Wednesday, July 4 I went through a bit of a cleanse. I started with green tea, and I basically stayed on juice the whole day. I had fruit in the afternoon and didn't eat anything for dinner. I left work early — around 12:30 a.m. — so it was all right. Sometimes not really eating gives you more energy...

Tuesday, July 3
I started at Panino with tea. I had a chocolate-almond croissant.

Around 3 p.m. I went to Elixir for juice. It's called a guilt trip. It makes me feel better about my lifestyle, especially being up late at night. Sometimes I have them put ginseng in it.

Then I went to Whole Foods and bought some raw nuts.

By way of explanation, on Sunday Amiri went to Raoul's and "was a "bad boy, and I also had chocolate cake." So for the rest of the week, like a penitent, he "cleansed" (fasted/punished himself with food). Also, FYI, it'll take a lot more than a juice with some ginseng in it to ablute your sins, Mr. Amiri. But that's just the start of the revelations.

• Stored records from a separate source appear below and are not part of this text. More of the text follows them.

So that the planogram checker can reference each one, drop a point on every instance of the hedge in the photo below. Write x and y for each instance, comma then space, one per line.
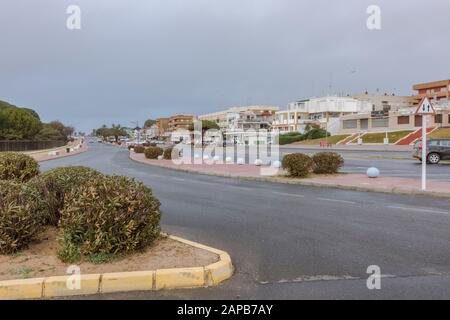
17, 166
327, 162
109, 215
54, 184
298, 164
21, 211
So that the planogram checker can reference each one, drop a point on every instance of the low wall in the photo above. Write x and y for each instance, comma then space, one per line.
29, 145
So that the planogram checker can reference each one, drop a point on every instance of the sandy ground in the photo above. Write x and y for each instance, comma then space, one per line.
40, 259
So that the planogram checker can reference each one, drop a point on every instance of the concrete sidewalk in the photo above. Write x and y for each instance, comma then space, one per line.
353, 147
358, 182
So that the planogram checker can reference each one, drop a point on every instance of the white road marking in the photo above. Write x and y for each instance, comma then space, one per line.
288, 194
241, 188
419, 210
336, 200
204, 182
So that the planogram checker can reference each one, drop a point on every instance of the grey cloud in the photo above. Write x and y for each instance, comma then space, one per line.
147, 58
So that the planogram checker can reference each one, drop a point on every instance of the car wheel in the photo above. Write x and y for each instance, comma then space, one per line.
434, 158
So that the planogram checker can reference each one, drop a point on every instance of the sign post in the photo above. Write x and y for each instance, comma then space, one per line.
425, 108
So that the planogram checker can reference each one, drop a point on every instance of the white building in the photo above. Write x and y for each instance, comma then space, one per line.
238, 124
323, 111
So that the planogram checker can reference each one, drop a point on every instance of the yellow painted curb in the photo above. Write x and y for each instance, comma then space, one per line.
127, 281
72, 285
21, 289
175, 278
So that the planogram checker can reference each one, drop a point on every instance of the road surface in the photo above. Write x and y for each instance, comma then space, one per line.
295, 242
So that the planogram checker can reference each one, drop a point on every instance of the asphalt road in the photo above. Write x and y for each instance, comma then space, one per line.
295, 242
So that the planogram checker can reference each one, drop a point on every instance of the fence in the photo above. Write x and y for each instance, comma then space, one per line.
28, 145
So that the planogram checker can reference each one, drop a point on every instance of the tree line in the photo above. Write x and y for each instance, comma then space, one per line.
18, 123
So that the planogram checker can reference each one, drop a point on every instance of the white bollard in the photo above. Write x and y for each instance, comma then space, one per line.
373, 172
276, 164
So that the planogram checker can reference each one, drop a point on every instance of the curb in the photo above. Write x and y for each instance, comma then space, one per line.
175, 278
389, 190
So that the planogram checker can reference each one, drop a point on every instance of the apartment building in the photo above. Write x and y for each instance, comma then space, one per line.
436, 90
401, 113
162, 125
180, 121
178, 125
236, 122
322, 111
385, 102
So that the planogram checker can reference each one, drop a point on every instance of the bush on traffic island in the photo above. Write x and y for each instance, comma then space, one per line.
139, 149
54, 184
298, 164
109, 215
17, 166
21, 211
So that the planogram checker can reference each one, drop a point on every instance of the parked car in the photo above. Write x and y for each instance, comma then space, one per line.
437, 150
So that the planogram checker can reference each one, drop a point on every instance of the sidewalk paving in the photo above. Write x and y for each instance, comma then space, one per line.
358, 182
354, 147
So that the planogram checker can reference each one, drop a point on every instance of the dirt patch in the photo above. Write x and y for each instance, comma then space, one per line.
40, 259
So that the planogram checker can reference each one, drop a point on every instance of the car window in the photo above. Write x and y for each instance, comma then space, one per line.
434, 143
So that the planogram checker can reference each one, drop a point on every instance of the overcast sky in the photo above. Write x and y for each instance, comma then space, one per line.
140, 59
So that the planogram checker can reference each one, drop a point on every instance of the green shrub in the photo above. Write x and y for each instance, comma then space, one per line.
69, 252
327, 162
289, 138
298, 164
316, 133
139, 149
20, 216
153, 152
168, 154
109, 215
17, 166
54, 184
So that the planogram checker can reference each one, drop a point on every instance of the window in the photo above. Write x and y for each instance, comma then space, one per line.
403, 120
380, 122
350, 124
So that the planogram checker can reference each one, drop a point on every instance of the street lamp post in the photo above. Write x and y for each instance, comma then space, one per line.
138, 131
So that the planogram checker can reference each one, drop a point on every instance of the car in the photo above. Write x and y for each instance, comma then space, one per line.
437, 150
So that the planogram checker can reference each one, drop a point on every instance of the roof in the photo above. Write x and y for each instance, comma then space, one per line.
441, 83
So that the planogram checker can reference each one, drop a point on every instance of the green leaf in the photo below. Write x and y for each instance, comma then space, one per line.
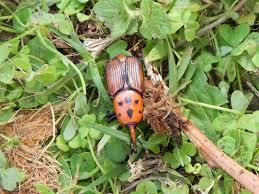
23, 13
158, 51
236, 36
224, 88
205, 182
156, 23
61, 143
184, 62
89, 118
228, 144
43, 189
205, 60
46, 75
83, 162
157, 139
95, 134
73, 7
22, 60
192, 169
116, 150
249, 122
146, 187
226, 66
118, 47
188, 149
255, 59
3, 160
39, 51
246, 62
70, 130
10, 177
6, 114
82, 17
247, 19
83, 131
81, 106
206, 171
239, 101
224, 122
199, 90
114, 15
6, 72
75, 142
173, 188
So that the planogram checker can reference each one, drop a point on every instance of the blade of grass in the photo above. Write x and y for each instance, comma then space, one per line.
80, 48
173, 81
184, 62
211, 106
114, 133
39, 35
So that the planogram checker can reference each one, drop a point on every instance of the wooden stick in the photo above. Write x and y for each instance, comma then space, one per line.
214, 156
212, 153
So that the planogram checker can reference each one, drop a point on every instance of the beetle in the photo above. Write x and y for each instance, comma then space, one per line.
125, 82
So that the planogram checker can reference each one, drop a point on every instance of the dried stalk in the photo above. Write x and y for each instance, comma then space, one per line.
214, 156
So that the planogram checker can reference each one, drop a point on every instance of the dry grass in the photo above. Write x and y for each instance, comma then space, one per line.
33, 128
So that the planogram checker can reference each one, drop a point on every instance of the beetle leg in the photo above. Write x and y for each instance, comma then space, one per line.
142, 134
142, 146
133, 147
110, 116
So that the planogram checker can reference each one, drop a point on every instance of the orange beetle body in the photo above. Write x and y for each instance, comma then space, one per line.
125, 83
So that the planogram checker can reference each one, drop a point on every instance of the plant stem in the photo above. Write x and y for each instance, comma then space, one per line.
253, 167
7, 29
44, 5
238, 78
98, 164
211, 106
23, 35
7, 17
65, 59
11, 12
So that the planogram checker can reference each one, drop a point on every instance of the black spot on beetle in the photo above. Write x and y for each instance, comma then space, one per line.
127, 100
130, 112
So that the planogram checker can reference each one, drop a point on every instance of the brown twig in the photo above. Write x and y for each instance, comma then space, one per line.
214, 156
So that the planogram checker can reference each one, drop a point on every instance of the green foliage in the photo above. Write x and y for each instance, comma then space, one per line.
9, 176
213, 77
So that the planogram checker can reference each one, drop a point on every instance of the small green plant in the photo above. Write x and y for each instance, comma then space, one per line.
9, 176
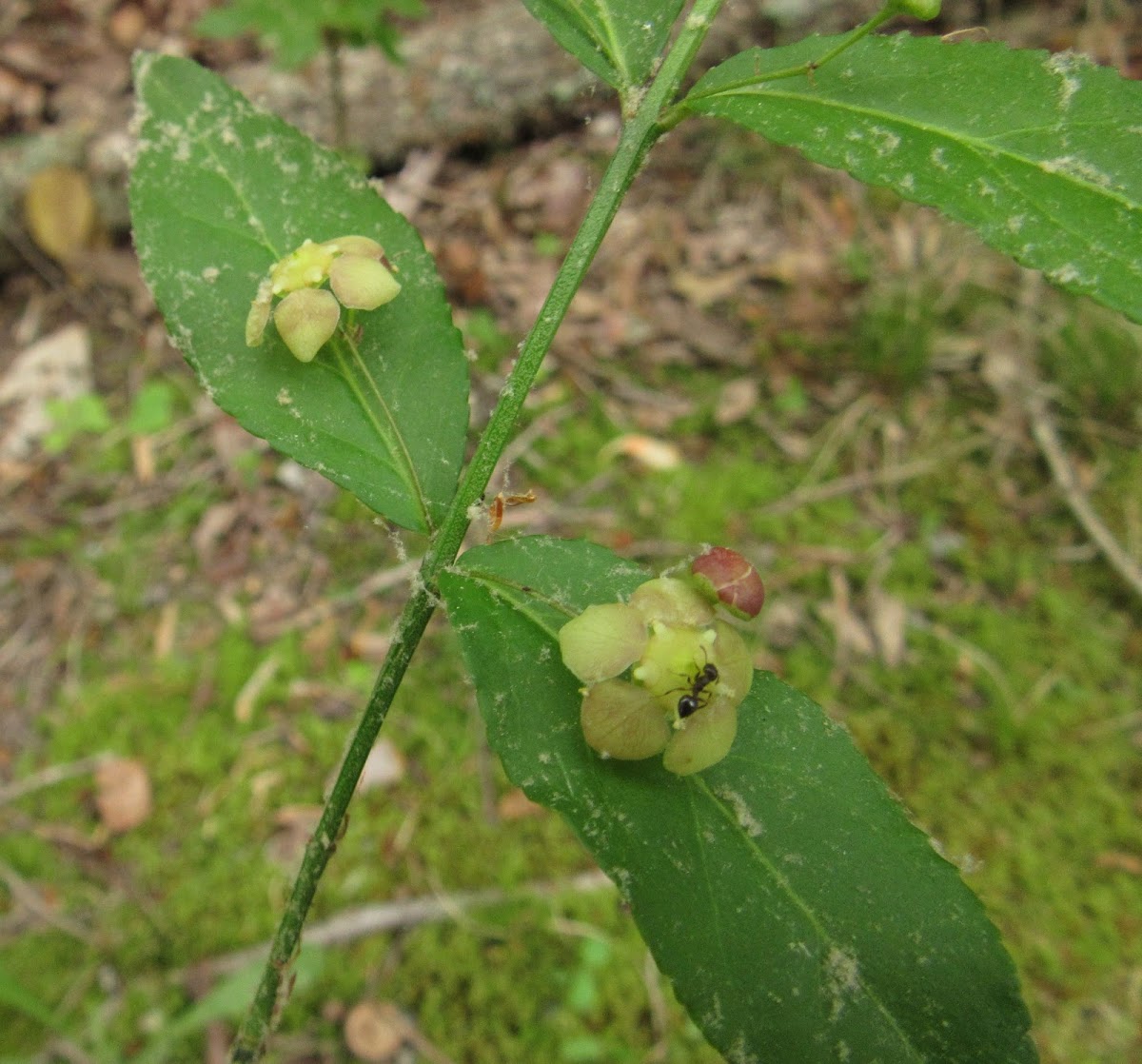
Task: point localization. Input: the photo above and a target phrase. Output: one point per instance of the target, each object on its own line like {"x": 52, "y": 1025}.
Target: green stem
{"x": 680, "y": 109}
{"x": 639, "y": 133}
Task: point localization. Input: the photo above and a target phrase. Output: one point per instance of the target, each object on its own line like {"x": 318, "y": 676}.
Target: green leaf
{"x": 220, "y": 192}
{"x": 1040, "y": 154}
{"x": 798, "y": 913}
{"x": 618, "y": 40}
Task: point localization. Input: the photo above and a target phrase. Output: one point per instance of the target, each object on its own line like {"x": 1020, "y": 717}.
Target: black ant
{"x": 690, "y": 703}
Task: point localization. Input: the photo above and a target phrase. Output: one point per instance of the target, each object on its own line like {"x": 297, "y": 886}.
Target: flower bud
{"x": 260, "y": 314}
{"x": 724, "y": 576}
{"x": 363, "y": 284}
{"x": 305, "y": 320}
{"x": 621, "y": 720}
{"x": 304, "y": 267}
{"x": 602, "y": 640}
{"x": 673, "y": 656}
{"x": 673, "y": 601}
{"x": 355, "y": 245}
{"x": 705, "y": 739}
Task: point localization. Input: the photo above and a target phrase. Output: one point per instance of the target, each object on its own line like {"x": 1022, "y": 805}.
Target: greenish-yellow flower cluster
{"x": 308, "y": 313}
{"x": 662, "y": 675}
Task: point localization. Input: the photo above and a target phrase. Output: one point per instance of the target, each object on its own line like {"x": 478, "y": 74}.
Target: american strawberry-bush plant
{"x": 797, "y": 910}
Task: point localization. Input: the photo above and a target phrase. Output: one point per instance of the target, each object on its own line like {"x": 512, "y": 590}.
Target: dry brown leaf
{"x": 383, "y": 767}
{"x": 737, "y": 401}
{"x": 124, "y": 794}
{"x": 650, "y": 453}
{"x": 371, "y": 646}
{"x": 251, "y": 690}
{"x": 60, "y": 212}
{"x": 56, "y": 367}
{"x": 374, "y": 1033}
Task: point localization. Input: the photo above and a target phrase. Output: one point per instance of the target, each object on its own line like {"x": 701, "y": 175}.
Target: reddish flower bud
{"x": 728, "y": 578}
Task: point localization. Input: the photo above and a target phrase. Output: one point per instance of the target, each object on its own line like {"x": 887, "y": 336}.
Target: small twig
{"x": 51, "y": 777}
{"x": 1062, "y": 473}
{"x": 845, "y": 485}
{"x": 27, "y": 896}
{"x": 365, "y": 920}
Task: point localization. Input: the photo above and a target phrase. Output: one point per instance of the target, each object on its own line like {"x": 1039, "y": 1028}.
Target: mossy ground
{"x": 878, "y": 469}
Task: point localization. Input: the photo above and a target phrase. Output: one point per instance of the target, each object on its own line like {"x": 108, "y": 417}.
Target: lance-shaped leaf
{"x": 220, "y": 192}
{"x": 797, "y": 911}
{"x": 1040, "y": 154}
{"x": 618, "y": 40}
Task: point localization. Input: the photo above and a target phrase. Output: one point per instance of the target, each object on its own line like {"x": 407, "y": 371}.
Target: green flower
{"x": 662, "y": 677}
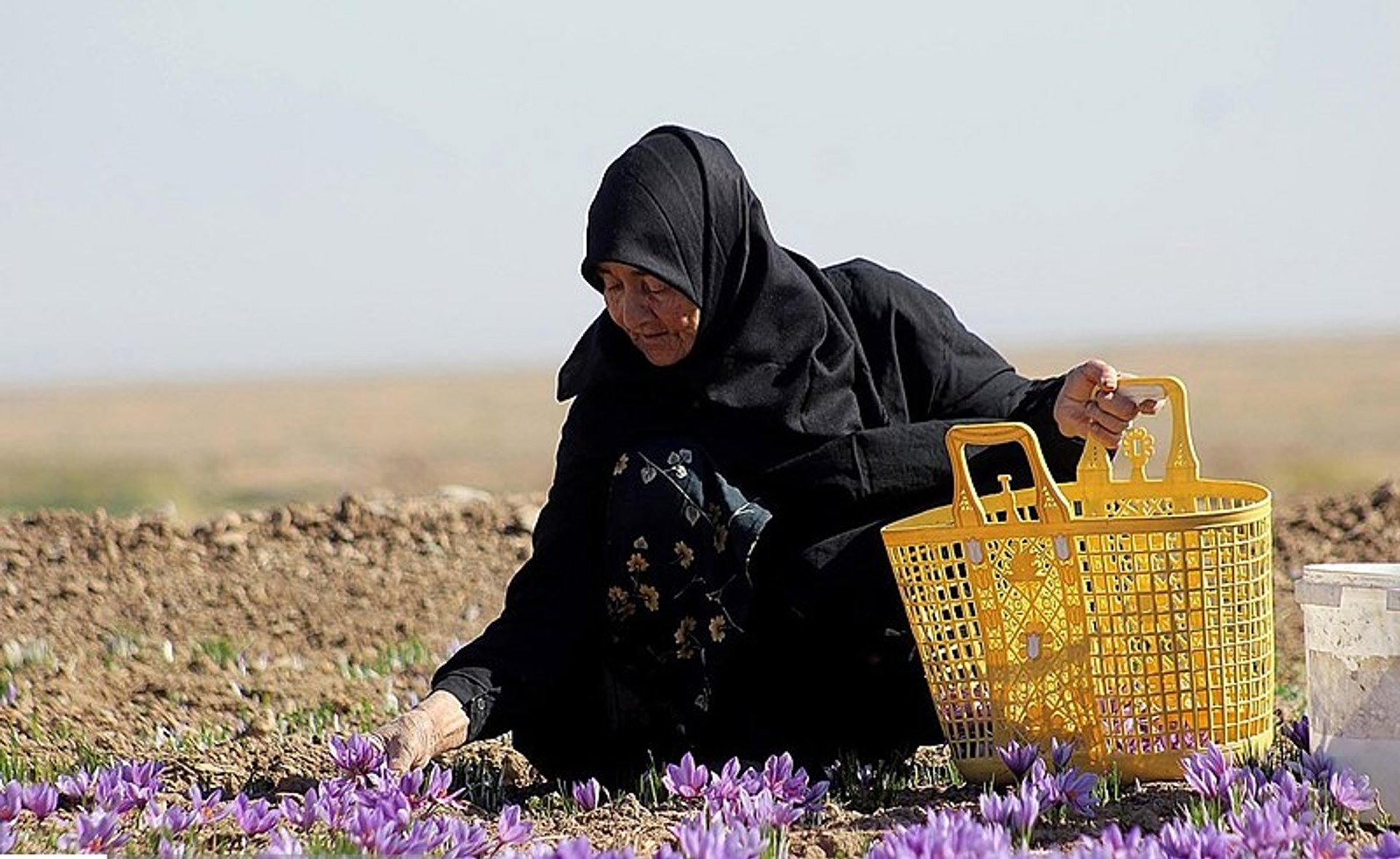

Mr. Amiri also informs us that the menu at Socialista is Lilliputian. There are Cuban-style burgers: "They're very tiny, and the mustard and ketchup are already prepared in the meat. The French fries are on top of the meat and you close the bun on top." There are also Cuban sandwiches: "They're very tiny." Maybe the menu is trying to recapture that great and woefully underappreciated quality of Socialism that is food shortages.

The other thing we find out but knew all along is Amiri is, well....

It's really important not to have a pretentious place. If celebrities are here, great, enjoy, but we're not here strictly for that. The music is important to me— not having any hip-hop. I want it to be a place where great minds come together.

Oh, that explains the door policy. They're quizzing people on their reading interests. Tacitus? Yes. Danielle Steele? Sorry, nope.